Poor results from custom data: lips barely moving, head are not stable 唇形基本不会变化，头部不稳定

BingliangLi commented 11 months ago

Thanks very much for sharing this great work. I trained the model on two custom videos, with DeepSpeech feature(about 27 PSNR and 0.05 LPIPSm, torso)and HuBERT cn feature(about PSNR = 24 and 0.1 LPIPS, torso). Both results are not ideal, the lips in the results are barely moving at all, the head is keep shaking. I did the training exactly as in your description, what might be the problem here?

All my training videos are about 5 mins, I set the iterations in all the three training stages as same as described in the doc.

inference with tts audio (DeepSpeech model)

https://github.com/Fictionarry/ER-NeRF/assets/49446651/62b1ed83-c3bd-41c1-b61d-c806bb8f5150

inference with the training audio using the same npy file during training(DeepSpeech model)

https://github.com/Fictionarry/ER-NeRF/assets/49446651/3ce49fe4-1e73-4a89-be40-80d75adc1486

inference with tts audio (HuBERT cn model)

https://github.com/Fictionarry/ER-NeRF/assets/49446651/911bc41f-972e-49a6-97e3-809db81ef2ba

the pretrained model works fine on the tts audio (DeepSpeech feature), so I believe this has something to do with the train setting? Maybe training more epoch will help?

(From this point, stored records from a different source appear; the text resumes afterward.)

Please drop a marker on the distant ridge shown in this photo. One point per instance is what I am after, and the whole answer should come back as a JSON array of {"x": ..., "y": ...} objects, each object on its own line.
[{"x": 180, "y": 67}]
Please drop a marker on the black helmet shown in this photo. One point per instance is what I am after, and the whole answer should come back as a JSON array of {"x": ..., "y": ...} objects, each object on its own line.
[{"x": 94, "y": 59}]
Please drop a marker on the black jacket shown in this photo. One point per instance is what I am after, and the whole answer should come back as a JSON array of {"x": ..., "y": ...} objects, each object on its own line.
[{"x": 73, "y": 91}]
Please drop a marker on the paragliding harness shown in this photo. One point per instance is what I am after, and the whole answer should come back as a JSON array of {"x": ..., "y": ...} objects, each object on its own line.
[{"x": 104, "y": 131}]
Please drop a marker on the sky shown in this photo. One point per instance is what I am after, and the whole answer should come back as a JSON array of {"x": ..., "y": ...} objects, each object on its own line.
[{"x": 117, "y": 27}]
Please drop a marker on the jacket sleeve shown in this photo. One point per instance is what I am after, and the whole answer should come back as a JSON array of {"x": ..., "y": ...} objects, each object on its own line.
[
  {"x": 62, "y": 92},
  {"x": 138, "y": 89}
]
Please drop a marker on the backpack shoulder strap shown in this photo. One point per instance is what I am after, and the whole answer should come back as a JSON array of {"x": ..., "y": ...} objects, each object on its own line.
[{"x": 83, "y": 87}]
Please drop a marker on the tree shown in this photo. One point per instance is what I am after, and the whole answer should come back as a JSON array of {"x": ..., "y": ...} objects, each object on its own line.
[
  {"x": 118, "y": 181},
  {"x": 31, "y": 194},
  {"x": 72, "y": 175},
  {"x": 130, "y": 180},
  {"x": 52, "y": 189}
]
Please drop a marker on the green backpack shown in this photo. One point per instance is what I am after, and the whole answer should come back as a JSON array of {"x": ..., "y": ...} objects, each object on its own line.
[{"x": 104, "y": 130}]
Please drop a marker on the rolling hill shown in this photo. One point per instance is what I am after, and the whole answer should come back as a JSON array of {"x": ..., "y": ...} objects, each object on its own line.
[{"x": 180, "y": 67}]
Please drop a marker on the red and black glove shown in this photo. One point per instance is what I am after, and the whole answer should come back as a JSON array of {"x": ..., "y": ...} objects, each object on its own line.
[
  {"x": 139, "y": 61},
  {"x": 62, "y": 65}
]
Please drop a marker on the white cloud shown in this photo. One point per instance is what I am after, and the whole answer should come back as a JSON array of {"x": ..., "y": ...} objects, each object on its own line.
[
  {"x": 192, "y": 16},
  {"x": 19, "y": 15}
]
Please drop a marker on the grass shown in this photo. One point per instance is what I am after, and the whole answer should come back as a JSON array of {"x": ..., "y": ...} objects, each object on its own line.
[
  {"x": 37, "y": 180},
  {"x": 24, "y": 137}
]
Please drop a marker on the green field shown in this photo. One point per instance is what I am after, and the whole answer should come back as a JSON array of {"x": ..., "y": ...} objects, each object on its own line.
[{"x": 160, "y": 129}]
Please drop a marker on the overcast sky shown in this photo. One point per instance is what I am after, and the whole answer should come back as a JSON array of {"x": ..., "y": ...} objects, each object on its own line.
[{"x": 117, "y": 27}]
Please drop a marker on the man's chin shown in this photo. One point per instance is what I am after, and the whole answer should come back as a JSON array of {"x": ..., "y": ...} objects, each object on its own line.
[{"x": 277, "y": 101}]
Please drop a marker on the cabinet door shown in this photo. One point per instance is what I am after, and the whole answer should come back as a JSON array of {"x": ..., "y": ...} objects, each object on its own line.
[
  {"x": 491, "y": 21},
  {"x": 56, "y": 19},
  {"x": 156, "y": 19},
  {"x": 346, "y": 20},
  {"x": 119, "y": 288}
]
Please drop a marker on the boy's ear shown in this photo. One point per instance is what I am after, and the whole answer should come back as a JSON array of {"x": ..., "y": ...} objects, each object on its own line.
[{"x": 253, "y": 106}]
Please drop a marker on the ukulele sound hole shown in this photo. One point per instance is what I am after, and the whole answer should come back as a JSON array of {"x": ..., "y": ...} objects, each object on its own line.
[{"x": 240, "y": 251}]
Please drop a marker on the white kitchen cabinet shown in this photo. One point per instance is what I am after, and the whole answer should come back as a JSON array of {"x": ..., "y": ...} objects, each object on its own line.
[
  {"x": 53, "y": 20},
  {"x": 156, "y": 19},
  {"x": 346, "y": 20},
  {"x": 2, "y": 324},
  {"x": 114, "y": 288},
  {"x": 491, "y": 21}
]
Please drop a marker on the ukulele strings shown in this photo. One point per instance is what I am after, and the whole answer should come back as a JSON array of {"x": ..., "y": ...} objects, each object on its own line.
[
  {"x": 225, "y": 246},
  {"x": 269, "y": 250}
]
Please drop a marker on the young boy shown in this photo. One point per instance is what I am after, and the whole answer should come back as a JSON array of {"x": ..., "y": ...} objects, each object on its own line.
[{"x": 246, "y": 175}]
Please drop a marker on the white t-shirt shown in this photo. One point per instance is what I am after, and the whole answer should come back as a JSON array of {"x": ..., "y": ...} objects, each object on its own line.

https://github.com/Fictionarry/ER-NeRF/assets/49446651/bcf74d12-09ef-447e-a994-a4ebbdf459cc

If it isn't too bother, could you please share more pretrained models along with it's training data and the exact commands used to train the model? And what might be the reason for my results?

Fictionarry commented 11 months ago

Hi, to my knowledge, such a failure is mainly in the poor correlation between audio features and visual appearance. Obvious lip movements can be observed easily in very early epochs if the training is smooth going.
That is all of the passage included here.